Updated by Radoslaw Zarzynski about 1 year ago
class OSDThrasher(Thrasher):
"""
Object used to thrash Ceph
"""
def __init__(self, manager, config, name, logger):
# ...
self.in_osds = osd_status['in']
So the question is why those OSDs haven't joined the cluster.

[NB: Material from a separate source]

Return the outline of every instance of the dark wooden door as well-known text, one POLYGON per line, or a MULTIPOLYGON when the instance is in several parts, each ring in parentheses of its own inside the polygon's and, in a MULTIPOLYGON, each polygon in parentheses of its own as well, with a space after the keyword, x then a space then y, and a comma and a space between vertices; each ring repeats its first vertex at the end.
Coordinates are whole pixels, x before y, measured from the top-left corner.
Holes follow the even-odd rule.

Updated by Laura Flores about 1 year ago
While thrashing OSDs in _do_thrash() (qa/tasks/ceph_manager.py), the task didn't add OSDs back into the cluster after killing/removing them:
lflores@teuthology:/a/lflores-2023-02-08_20:25:06-rados-wip-lflores-testing-2023-02-06-1529-distro-default-smithi/7162184$ cat teuthology.log | grep "Adding osd"
2023-02-09T06:16:22.945 INFO:tasks.thrashosds.thrasher:Adding osd 1
2023-02-09T06:19:34.997 INFO:tasks.thrashosds.thrasher:Adding osd 7
There should be way more lines of the task adding OSDs back into the cluster. The thrashing code normally checks if there are out OSDs and adds them back in. Continuing to dig into why this didn't happen as expected.